I hadn’t expected to find anything, but I really wanted to. Standing up, hands on my hips, I looked around the block of Osage where we were stopped. Not a soul in sight — everyone was down the street and around the corner at the fire. I put my hand in my pocket. The twisted thing I’d taken from the f-panzer was just as warm as it had been before. It hadn’t lost the static tingle that it had acquired after I started messing with the buttons.

Such a fool I had been to do that.

My stomach flopped, and my skin crawled, the scabs on the back my head from Mr. Bellamy’s birdshot itching terribly. I tugged the little piece of equipment out and studied it again. It didn’t look like anything I’d ever seen — too small, no power source — but this little doo-dad had to be a radio. The Nazi agents were talking to me over the aircraft’s own equipment. Of course they would know their own frequencies. They were tracing me.

Taunting me.

Threatening.

I was certain that I hadn’t turned on any of the electronic equipment in the f-panzer. I wondered if Floyd had done so, if they had gotten to me through him.
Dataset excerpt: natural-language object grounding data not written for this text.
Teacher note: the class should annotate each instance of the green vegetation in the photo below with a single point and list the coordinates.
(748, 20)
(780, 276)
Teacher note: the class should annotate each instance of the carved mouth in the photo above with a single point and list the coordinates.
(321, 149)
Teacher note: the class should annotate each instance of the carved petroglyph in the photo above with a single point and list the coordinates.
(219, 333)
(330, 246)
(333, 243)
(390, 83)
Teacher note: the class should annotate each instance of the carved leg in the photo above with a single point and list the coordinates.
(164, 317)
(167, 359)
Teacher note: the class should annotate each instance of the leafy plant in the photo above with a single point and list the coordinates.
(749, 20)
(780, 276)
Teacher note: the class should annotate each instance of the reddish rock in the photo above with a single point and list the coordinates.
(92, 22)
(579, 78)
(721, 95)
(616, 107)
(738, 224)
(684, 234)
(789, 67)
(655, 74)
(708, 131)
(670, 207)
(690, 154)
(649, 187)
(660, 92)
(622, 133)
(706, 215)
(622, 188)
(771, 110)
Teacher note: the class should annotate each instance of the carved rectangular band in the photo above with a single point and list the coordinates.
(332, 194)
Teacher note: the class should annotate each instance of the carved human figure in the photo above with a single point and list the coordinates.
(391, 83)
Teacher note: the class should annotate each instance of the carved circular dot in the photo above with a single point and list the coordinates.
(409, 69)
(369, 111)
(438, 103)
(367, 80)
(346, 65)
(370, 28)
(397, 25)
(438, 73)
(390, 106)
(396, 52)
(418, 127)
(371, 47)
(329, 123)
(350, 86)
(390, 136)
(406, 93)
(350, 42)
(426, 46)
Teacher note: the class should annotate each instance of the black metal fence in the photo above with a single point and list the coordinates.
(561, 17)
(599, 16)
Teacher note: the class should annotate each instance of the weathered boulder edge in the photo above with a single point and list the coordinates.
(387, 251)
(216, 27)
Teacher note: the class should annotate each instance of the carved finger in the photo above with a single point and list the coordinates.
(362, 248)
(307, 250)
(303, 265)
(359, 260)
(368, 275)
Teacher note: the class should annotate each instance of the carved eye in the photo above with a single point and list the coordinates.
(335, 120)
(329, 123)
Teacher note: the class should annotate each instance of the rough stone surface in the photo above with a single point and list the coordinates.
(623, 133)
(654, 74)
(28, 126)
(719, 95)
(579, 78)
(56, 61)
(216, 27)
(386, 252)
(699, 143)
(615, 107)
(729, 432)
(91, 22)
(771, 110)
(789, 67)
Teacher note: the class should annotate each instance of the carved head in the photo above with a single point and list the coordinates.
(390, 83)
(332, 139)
“Vernon?” Lois’ voice interrupted my paranoid line of reasoning as she hit a rising pitch — a bad sign, with women. The loving concern of a few minutes earlier had evaporated. “Vernon Dunham, you are acting like a crazy person.” She grabbed my elbow, yanking me off balance.

“I’m sorry,” I said as I caught myself against the raised trunk lid of the Cadillac. “It’s just that I thought—”

“I don’t care what you thought.” She was all the way into shrill now, shouting, her face flushed under her makeup. “Either you’re too upset to be out driving around, or you are inexcusably rude. Now which is it?” She tapped her foot, the very picture of a Woman Waiting for an Answer.

And this was one of those female questions to which a mere man like me had no correct response.

Was geschieht?” said the masculine voice in my ear. He was definitely speaking German.

“Shut up!” I yelled.

“Don’t you tell me to shut up, Vernon Dunham.”

Lois had gone from shrill and angry to hard and quiet. I was really in the soup now. I stared at my feet as Lois continued to yell at me.

“I don’t have to take that from you or anybody else. I don’t care what kind of fancy car you swiped.” She kicked the fender of Doc Milliken’s Cadillac.